At Front Sight, Hallman bristles at the modern paramilitary regimen. He was accepted into the "intentional community" at Twin Oaks (where he kept his writer's cover three weeks as a trial member) and succeeds in mastering firearms, but he resents his atavistic victory. His dystopian instincts jostled his gentler philosophies. He notes wryly how the Wild West did not result in a "marked decrease in bank robberies." He wonders how settling in a frontier tract where all exercise the right to bear arms can result in a happier experience for the paranoid, the jittery, and the combative among us.
However well-trained, those in Front Sight eager to set down stakes betray their supposedly utopian intentions to improve one's status over their complacent neighbors, who are likely ourselves. Such "sham propositions that promise magical stability" rouse Hallman to reject fear-mongering as a rationale for solidarity, a shootout of us vs. them. Free markets or mutually assured destruction prefigure this "self-congratulatory" pseudo-utopian fighting stance on this harsh Western frontier. Hallman concludes his stay by rejecting the exclusionary prejudice that pushes aside the weak to justify a good guys-bad guys, white-hat vs. black-hat showdown. "You cannot dress the whore of greed in the pinafore of competition and call her virtuous."
His final chapter's the briefest. He visits Utopia Road. Weeds sprout in the landscaping; from the battered, faded "Criminals Beware" placard under the street sign he photographs, it looks as if the neighborhood's better days receded towards the same place where his childhood memories reside.

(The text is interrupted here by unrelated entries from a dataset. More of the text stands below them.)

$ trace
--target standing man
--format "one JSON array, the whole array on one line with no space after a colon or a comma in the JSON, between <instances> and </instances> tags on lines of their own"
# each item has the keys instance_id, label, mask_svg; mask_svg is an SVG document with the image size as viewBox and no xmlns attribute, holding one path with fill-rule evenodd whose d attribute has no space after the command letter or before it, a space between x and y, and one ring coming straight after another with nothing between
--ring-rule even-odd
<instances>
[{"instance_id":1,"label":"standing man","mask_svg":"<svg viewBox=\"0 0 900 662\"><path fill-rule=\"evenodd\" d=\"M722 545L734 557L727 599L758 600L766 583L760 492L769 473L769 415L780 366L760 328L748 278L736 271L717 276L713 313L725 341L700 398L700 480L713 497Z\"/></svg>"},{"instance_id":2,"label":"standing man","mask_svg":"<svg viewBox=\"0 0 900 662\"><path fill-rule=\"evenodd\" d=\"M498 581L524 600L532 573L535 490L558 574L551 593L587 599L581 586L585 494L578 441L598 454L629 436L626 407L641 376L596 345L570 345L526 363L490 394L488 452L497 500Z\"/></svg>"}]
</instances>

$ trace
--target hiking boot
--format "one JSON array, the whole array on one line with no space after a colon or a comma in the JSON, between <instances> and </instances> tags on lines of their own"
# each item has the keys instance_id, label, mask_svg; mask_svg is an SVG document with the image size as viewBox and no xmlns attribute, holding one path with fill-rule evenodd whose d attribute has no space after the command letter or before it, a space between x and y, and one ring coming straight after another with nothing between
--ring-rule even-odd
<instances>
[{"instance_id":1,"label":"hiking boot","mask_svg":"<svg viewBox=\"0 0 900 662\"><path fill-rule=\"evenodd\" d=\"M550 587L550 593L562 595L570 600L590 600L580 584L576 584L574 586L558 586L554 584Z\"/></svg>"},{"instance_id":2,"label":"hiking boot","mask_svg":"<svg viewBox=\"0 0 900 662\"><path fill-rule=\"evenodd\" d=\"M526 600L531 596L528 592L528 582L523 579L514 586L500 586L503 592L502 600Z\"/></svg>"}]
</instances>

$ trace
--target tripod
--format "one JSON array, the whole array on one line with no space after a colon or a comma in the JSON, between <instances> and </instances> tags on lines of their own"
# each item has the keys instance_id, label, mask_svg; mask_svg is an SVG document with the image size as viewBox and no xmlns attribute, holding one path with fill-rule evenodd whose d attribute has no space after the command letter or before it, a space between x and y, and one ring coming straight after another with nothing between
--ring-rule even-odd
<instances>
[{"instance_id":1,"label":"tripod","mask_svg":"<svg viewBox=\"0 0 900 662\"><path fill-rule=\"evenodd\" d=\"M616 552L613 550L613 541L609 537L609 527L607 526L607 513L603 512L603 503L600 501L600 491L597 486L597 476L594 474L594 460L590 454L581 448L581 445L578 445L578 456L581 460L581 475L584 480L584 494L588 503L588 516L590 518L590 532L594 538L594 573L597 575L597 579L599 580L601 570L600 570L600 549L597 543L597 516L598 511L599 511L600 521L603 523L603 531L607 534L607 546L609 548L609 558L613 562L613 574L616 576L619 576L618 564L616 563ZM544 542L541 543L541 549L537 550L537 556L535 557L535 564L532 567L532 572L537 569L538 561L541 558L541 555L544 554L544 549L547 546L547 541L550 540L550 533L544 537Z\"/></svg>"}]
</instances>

He wraps up his quest. "Not even Utopia was a utopia. Indeed, it was the first dystopian novel." Yet, the humanism at the heart of Thomas More's rhetoric, along with its cruelty, endures. "The joke of Utopia, it turns out, is not that it is folly to try and make a better world. More's blueprint encourages not derision or abandonment, but "better intentions" than, for example, the ones at Front Sight. The impossible dream goads us on, Hallman shares, to make the imperfect a bit more perfect. (Posted in slightly edited form to Amazon US & Lunch.com 8-17-10. Published 8-23-10 at Pop Matters.)